Ainsi, dès 2010, l'ancien président de la Miviludes qui a fait des sectes apocalyptiques son fond de commerce a annoncé que le rapport annuel de sa mission, consacré uniquement à ce sujet, traiterait du phénomène apocalyptique et n'a pas cessé, depuis 2 ans, de préparer le lancement de son livre Apocalypse, menace imminente ? qui a été publié par Calmann Levy en août 2012. Aucun attaché de presse dans le domaine de l'édition ne pouvait rêver d'un tel battage payé par les citoyens : survol de Bugarach avec l'hélicoptère de la préfecture de l'Aude, réunion à la préfecture de Carcassonne en présence des forces de l'ordre et d'associations spécialisées dans la lutte anti-sectes, publications de milliers d'articles en France et dans le monde entier. En juin 2012, Fenech nouvellement élu député, quittait la Miviludes et terminait la rédaction de son ouvrage puis, dès septembre 2012, il se consacrait au marketing de son livre basé sur la peur. Et cela a marché ! Le gourou Fenech a alors redoublé d'efforts, accordé à nouveau des dizaines d'interviews aux journalistes qui n'ont pas cru un seul instant ses mensonges mais qui les ont répétés comme de dociles perroquets. Ils sont parfaitement rôdés pour ce comportement.

On peut se demander si le pic de Bugarach aurait connu sa notoriété actuelle sans le coup de pouce de la Miviludes, organisme rattaché au premier ministre, qui n'a pas ménagé ses efforts pour alerter et mobiliser les pouvoirs publics sur la dangerosité potentielle de ce site naturel des Corbières : Constructions de bunkers et de tunnels souterrains, stocks de nourriture, vente de maisons à prix d'or, risques de suicides massifs et conférences sur le thème de la fin du monde dans la région. Tout était bon pour affoler autant la population que les pouvoirs publics et justifier les sommes énormes que lui octroient nos gouvernements successifs. Il est vrai que la région est propice aux mystères et légendes. Tout d'abord Bugarach se trouve en pays cathare, haut-lieu de l'extermination des Albigeois, non loin de Monségur où le Graal est supposé être caché, et près de Rennes-le-Château qui abriterait toujours le supposé trésor de l'abbé Saunière. Les journalistes n'ont pas hésité à évoquer l'Apocalypse comme étant une catastrophe, alors que ce mot signifie la « révélation », ce qui est bien différent. En outre, tous ont répété en chœur que les Mayas avaient nommé Bugarach comme un endroit privilégié pour échapper à cette fin du monde Or, premièrement, les Mayas ignorent l'existence même de ce minuscule village ou même la région inconnue pour eux, ensuite les Mayas n'ont JAMAIS parlé de fin DU monde mais juste de la fin d'un cycle de 5 200 ans et du début d'une nouvelle ère accompagnée d'un changement de conscience, la fin D'UN monde qui n'est plus d'actualité et doit changer, quoi qu'il arrive.

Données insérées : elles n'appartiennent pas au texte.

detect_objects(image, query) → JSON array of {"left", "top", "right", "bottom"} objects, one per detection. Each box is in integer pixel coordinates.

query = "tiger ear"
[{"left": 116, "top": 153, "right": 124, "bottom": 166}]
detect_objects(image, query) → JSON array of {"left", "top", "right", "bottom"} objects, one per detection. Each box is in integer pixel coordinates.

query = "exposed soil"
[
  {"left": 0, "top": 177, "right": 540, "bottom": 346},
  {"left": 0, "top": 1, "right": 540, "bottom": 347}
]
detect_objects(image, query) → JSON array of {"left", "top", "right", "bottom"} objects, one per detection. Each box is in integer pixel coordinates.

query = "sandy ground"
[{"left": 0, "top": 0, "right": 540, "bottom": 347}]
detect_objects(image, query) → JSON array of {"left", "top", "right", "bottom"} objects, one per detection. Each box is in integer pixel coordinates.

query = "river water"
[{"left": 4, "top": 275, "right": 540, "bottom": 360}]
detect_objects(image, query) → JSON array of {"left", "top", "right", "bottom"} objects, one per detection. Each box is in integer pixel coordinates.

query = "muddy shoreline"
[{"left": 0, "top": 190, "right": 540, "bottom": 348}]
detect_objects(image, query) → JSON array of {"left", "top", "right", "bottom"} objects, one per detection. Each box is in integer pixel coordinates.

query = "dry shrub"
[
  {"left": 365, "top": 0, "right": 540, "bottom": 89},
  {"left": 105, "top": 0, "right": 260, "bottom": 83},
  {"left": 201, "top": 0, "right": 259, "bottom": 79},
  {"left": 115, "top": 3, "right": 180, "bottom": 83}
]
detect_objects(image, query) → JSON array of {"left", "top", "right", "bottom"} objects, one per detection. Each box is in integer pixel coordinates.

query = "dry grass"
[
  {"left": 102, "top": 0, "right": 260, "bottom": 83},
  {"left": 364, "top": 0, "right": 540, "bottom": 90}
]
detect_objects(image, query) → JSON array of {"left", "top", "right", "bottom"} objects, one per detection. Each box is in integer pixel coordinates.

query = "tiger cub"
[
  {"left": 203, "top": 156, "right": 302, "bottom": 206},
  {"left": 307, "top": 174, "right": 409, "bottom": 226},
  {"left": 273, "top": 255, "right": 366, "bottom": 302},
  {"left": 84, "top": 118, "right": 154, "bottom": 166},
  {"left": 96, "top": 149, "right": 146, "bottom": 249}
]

Pour sa part, l'actuel président de la Miviludes, Serge Blisko, a, lui aussi, agite le spectre de possibles suicides, collectifs ou individuels, ce qui est paradoxal pour des gens venus spécialement à cet endroit pour survivre théoriquement à ce qu'ils pensaient être la fin du monde. De toute manière, pas de bunkers ni de tunnels souterrains aménagés avec des stocks de nourriture. Quant à la vente de maisons à prix d'or, les maisons sont restées très bon marché par rapport aux prix pratiqués dans la région. Contactés à 8 heures par TF1 News, les gendarmes dépêchés sur place n'ont noté aucun afflux particulier de mystiques ou d'illuminés dans la région : « Tout est calme, rien de spécial à signaler, notre hélicoptère est prêt mais n'a pas décollé non plus ». D'après eux, les plus nombreux étaient des journalistes, plus de 250, une centaine de gendarmes, et 110 habitants ! Seulement quelque centaines de curieux ont attendu en vain l'Apocalypse. Mais la presse n'a cessé de propager la peur. La preuve : la gendarmerie venait d'arrêter deux jeunes gens armés de machettes et d'une batte de baseball, preuves des risques d'emprise mentale opérée par certains groupes. Heureusement, la gendarmerie précisa bien vite que les deux jeunes interpellés un peu plus tôt dans leur voiture sur un barrage filtrant près de Bugarach avaient été laissés libres. Il s'agissait de deux jeunes frères, originaires de la région et inconnus des services de police. Ils avaient pris ces petites machettes pour se frayer un chemin dans la forêt. Toutefois, on ne sait jamais, les gendarmes ont détruit ces armes potentielles. Malgré les gendarmes qui ont ratissé la région et les hordes de journalistes en attente d'un événement, aucun gourou ni aucune secte n'ont pu être trouvés à Bugarach.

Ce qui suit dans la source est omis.